Ghobadi, Serhoş Atlar Zamanı  filminde kamerasını az önce bahsettiğimiz o ötekilere çeviriyor. Aslında hep orada olan ama hiçbirimizin dikkate almadığı, ne doğumları, ne ölümleri, ne de hayatları hiç kimsenin çokta umurunda olmayan o sessiz kalabalığa. Sınırın bu yanı veya öte yanı fark eder mi? Sınırın bu yanında Hudutların Kanunu filminde çaresizliğine yandığımız Hıdır, diğer yanında imkansızlıklar içinde çırpınışına içimizin cız ettiği Eyüp.

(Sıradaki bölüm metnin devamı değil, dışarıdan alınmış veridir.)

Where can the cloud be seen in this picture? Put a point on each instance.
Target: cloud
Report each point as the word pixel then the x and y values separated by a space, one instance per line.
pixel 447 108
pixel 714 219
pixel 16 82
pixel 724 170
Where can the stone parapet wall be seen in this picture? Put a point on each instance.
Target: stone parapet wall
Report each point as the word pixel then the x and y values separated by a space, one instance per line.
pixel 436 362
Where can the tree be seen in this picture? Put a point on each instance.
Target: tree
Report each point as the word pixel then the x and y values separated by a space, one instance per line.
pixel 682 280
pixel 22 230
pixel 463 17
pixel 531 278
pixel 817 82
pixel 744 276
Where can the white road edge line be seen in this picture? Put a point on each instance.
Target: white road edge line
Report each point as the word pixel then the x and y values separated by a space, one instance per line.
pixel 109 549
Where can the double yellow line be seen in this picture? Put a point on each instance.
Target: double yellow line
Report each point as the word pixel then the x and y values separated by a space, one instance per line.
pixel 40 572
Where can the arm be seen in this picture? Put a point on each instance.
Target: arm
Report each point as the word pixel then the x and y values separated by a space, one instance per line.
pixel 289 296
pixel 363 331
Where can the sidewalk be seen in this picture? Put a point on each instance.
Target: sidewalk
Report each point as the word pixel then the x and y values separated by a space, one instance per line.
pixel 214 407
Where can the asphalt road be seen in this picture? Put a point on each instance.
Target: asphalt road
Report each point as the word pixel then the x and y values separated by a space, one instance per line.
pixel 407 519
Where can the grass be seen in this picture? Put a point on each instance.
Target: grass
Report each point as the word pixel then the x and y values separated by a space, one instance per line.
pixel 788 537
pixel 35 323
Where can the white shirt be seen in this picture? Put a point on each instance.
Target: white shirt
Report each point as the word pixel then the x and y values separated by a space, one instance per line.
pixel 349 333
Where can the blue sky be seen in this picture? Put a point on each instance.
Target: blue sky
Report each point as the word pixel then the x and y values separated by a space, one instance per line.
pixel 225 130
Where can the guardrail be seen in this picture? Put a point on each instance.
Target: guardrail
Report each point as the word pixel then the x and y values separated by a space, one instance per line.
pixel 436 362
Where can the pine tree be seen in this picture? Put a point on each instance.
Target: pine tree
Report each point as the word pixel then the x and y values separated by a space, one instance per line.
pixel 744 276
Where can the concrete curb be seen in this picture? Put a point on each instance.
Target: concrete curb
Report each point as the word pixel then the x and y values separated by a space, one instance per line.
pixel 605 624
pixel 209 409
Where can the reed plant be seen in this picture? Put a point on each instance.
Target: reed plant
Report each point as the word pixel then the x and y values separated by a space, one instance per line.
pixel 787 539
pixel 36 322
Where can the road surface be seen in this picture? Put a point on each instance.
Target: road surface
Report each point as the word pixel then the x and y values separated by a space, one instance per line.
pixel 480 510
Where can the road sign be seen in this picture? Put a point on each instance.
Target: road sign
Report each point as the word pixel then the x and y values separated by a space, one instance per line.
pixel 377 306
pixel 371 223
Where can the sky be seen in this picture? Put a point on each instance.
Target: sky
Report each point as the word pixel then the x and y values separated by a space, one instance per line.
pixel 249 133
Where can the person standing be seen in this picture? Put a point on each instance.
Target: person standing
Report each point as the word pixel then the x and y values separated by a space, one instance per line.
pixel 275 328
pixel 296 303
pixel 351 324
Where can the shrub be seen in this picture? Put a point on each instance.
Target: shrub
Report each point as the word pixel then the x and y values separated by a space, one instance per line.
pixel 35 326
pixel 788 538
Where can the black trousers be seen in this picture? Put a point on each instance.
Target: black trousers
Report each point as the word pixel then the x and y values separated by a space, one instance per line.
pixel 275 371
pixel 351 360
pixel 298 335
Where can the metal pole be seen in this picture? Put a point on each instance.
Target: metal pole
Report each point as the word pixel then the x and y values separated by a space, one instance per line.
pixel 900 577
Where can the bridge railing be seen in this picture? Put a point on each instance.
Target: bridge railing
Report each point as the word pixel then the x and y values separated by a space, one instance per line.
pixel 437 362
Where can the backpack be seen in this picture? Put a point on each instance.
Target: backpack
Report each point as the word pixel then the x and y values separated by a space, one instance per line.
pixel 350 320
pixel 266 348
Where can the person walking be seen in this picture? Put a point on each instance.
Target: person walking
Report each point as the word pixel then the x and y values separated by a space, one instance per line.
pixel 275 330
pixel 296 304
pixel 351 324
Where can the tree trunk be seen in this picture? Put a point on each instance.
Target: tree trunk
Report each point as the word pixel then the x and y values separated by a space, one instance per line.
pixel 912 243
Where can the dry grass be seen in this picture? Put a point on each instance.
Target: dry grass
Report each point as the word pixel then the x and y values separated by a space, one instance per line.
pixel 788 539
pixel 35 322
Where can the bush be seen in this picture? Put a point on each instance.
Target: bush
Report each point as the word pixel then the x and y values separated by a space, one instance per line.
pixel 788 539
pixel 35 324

Onlar kaçakçı,  onlar bir nevi bu hayata mahkum, ne çocuk olabilirler ellerinde oyuncak dillerinde gülücük ne de yetişkin aileleriyle mutlu mesut. Hayat ağır yükünü henüz çocukken yükler sırtlarına kimi ezilir gider bu yükün altında sessiz habersiz, kimi çocukluğuna inat cesaretiyle, erdemiyle, onuruyla yetişkin olup kol kanat gerer kendi gibi bebelere. Hikayemiz at sırtında kaçakçılık yaparak kardeşlerine bakmaya çalışan Eyüp etrafında gelişiyor. Çok zor bir coğrafyada, çok zor bir iklimde, çok zor bir hayat mücadelesi izlediğimiz filmde kaçak taşıyan atlar daha doğrusu katırlar kışın donmasın diye sularına alkol katılmaktadır buradan alır film adını. Ama bu kadar zorluğa inat çocukların birbirine duyduğu sevgi bağı en büyük umuttur onları hayatta tutan. Gerçekten sevginin aşamayacağı güçlük olmadığına bir kez daha inanırsınız film bitince. Dediğim gibi aslında filmdeki manzaralar ülkemizde de bildiğimiz, bizlere çok uzak manzaralar değildir. Ama bizim sinemamız şehirde modernizm karşısında kimlik buhranı yaşayan yalnız entellektüelleri konu edinir kendine daha çok. İmkansızlıklar içinde her zaman harikalar yaratan İran sineması yine farkını gösteriyor. İddia ediyorum böyle bir film günümüz Türkiyesi’nde çekilemez; herkesin inatla bizlerden özgürlükler anlamında çok geri göstermeye çalıştığı İran’da 17 sene önce Ghobadi böyle bir film çekebiliyor. Ve eminim ki ötekilerin çığlığı bu filmde olduğu kadar geniş bir coğrafyada yankılanmamıştır daha önce.